The Empire State Building. The Burj Khalifa. Sears Tower. One World Trade Center. Everyone knows what a skyscraper is. The definition of a skyscraper is:

“a relatively tall building of many stories, especially one for office or commercial use.” and

“Architecture. a building of exceptional height completely supported by a framework, as of girders, from which the walls are suspended, as opposed to a building supported by load-bearing walls.”

These are the common definitions that everyone knows. But where did the word “skyscraper” come from? Has it always meant the same thing? What were tall buildings called before the word “skyscraper?”

Before the word skyscraper described enormous buildings, it was used to describe anything that “stood out.” You could refer to a tall man, a high-standing horse, a sky-sail, etc. by using the word skyscraper.

The Italian word grattacielo means scraping the sky. This was pointed out by  Dutch skyscraper researcher Gerard Peet. It was in use since the early 13th century, and described a tall man. It is now the modern day word for skyscraper.

Skyscraper comes from the combination of the word sky and the word scraper. The word scraper dates back to the Old Norse word skrapa, which means to erase. Today, it means to use a tool to apply pressure to something. A skyscraper essentially erases the sky by sticking out and blocking it.

Sources for the first usage of the word skyscraper are unclear. The oldest confirmed reference in print was in The Chicago Daily. It appeared on February 25, 1883, in the New York Gossip section. The subtitle under "The High-building Craze," read "Our skyscrapers." It can't be a coincidence that the Home Insurance Building, known as the first skyscraper, opened in 1884. It stood 10 stories (138 feet) and was located in, you guessed it, Chicago. And so began the "skyscraper craze" that continues to this day.
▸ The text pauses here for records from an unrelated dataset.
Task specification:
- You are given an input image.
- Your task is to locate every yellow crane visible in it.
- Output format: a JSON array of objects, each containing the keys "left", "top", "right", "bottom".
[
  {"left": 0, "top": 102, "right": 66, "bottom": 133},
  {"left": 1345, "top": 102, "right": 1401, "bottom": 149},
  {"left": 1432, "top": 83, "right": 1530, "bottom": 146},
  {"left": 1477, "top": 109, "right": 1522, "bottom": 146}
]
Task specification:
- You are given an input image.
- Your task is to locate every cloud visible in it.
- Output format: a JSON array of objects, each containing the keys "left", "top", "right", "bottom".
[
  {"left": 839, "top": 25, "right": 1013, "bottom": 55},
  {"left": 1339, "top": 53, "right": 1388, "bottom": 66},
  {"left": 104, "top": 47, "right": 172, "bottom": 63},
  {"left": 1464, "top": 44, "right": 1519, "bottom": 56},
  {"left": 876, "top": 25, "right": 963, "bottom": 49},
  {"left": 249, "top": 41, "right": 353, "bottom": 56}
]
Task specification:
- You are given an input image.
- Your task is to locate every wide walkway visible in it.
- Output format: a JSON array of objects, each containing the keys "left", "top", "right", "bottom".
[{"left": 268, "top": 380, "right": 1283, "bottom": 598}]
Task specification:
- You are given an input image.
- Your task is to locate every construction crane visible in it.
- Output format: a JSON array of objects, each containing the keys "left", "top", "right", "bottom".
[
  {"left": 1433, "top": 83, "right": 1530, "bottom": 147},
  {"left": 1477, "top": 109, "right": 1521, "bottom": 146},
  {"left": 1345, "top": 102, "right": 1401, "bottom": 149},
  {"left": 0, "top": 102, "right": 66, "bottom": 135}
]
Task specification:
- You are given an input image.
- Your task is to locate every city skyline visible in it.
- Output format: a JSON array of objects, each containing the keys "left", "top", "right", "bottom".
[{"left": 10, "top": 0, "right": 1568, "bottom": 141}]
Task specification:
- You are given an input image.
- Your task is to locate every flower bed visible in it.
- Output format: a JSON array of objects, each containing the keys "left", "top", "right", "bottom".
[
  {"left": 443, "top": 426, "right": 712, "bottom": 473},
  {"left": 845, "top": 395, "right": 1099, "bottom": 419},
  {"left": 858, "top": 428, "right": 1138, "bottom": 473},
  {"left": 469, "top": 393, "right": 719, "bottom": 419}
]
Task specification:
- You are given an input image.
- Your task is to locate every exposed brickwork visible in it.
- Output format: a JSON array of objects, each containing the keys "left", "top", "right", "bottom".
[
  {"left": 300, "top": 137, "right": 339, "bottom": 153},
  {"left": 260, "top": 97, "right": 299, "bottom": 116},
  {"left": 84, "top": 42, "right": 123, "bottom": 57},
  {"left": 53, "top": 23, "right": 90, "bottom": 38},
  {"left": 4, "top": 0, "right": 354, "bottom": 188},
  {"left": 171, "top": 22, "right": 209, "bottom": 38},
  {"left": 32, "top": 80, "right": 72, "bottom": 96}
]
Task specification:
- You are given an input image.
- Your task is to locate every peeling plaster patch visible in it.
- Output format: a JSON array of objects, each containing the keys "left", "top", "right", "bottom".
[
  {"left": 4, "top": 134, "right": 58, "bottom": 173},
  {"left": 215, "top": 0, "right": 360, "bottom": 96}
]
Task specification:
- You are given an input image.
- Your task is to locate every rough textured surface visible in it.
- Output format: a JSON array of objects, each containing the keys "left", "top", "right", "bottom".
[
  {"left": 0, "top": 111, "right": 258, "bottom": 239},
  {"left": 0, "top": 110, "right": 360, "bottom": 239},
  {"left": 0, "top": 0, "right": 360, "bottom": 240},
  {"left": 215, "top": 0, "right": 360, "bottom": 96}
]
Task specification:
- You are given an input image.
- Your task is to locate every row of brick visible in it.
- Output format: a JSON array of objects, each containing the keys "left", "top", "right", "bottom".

Currently, a skyscraper refers to a building over 492 feet. It's only a matter of time before that height requirement rises, as the Home Insurance Building was only 138 feet. New terms such as Supertall (984 feet) and Megatall (1,969 feet) have already been coined over the years and it won't be surprising when a new term is used to describe buildings over 2500 feet. It will definitely take some time, as there is only one building today standing at that height, the Burj Khalifa.